The packaging of these light and delicious breads is beautiful, making them perfect for gift giving. There are also smaller versions of panettone, a bread which has been made in Italy for five hundred years. It is $4.95.
Pandoro, another typical Italian holiday treat known as “gold bread”, is also available. This sweet yeast bread, comes in flavors such as chocolate and zabaglione.
Biscotti, made by local baker Tobi Richards, is available in a variety of flavors. Located in glass jars at the front of the store, there are almond and coconut versions of the crunchy cookie available.
There are more than twenty-three flavors of homemade pastas, including short rib ravioli, lobster medallions and goat cheese and hazlenut. These pastas are locally made and not sold in retail stores.
More than forty-five different cheeses, from Bastardo (a blend of cow and goat milk from Veneto) to Pecarino Pepato, a sheep milk which pairs perfectly with a strong red wine, are available for purchase.

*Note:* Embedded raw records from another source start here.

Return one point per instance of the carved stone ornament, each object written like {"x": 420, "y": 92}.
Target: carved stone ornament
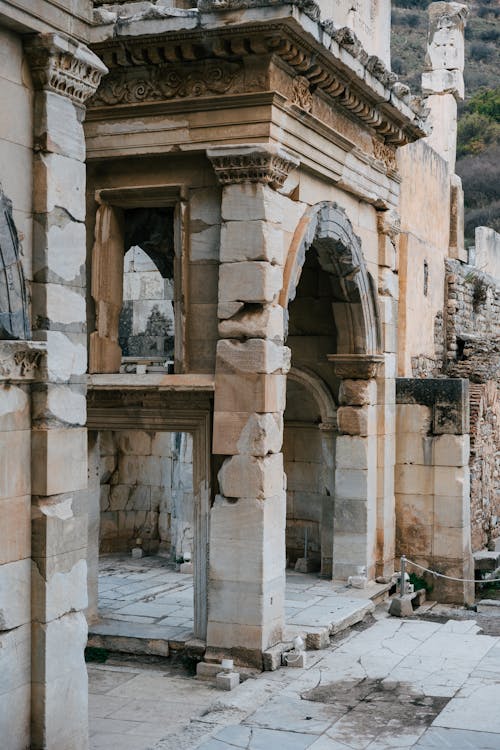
{"x": 20, "y": 359}
{"x": 65, "y": 67}
{"x": 356, "y": 366}
{"x": 266, "y": 163}
{"x": 301, "y": 94}
{"x": 168, "y": 82}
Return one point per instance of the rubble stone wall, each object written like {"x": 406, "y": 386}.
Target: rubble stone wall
{"x": 146, "y": 491}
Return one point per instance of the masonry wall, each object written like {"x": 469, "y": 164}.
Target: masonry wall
{"x": 146, "y": 492}
{"x": 16, "y": 158}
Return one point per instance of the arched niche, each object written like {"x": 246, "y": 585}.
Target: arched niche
{"x": 327, "y": 227}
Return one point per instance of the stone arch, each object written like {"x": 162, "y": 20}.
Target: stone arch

The wine sold in the La Dolce Vita covers all the districts in Italy. It’s sold by local distributors and isn’t carried in any other retail stores.
“If you buy a bottle of wine here, this is a bottle you’re not going to find any place else,” explains Di Franco.
In the refrigerated section in the back of the store, there’s all kinds of cured meat: from speck, a juniper flavored ham perfect on pizza or in carbonara sauce, to duck prosciutto, perfect with sliced pear, crackers or by itself.
For hungry customers, it’s also possible to order sandwiches to go, made on focaccia bread with any of the available cured meats. Cannelloni, for those with a sweet tooth, are also made to order at $3.50 each.
Fresh bread by Zak the Baker tempts customers in baskets by the front of the store. The owners also sell their homemade arancini (rice balls) in different flavors, as well as a variety of homemade pasta sauces.
In addition to the unique and homemade products, there are also balsamic vinegars, olive oils, vegetable pates, wine jellies, truffle spreads, olives, marinated vegetables, dried pasta and Italian crackers, as well as countless other products available.
Di Blasi and Bavaresco also cater.
“We go to our customer’s houses and cook,” explains Di Blasi. “They like to watch how we prepare dishes.”
On Saturdays, and two or three times a week, they offer wine tastings with some cheese or pasta. They like to have customers sample the new products that have arrived.
It is, in fact, difficult to leave the store without being offered something to snack on. The first time the Miami Dining Examiner visited she was given an almond biscotti, the second time, a slice of white truffle salami and the last time, a limoncello chocolate.
And with that, this customer has to proclaim she’s happy Bottega La Dolce Vita is in Coral Gables; life is sweeter because of it.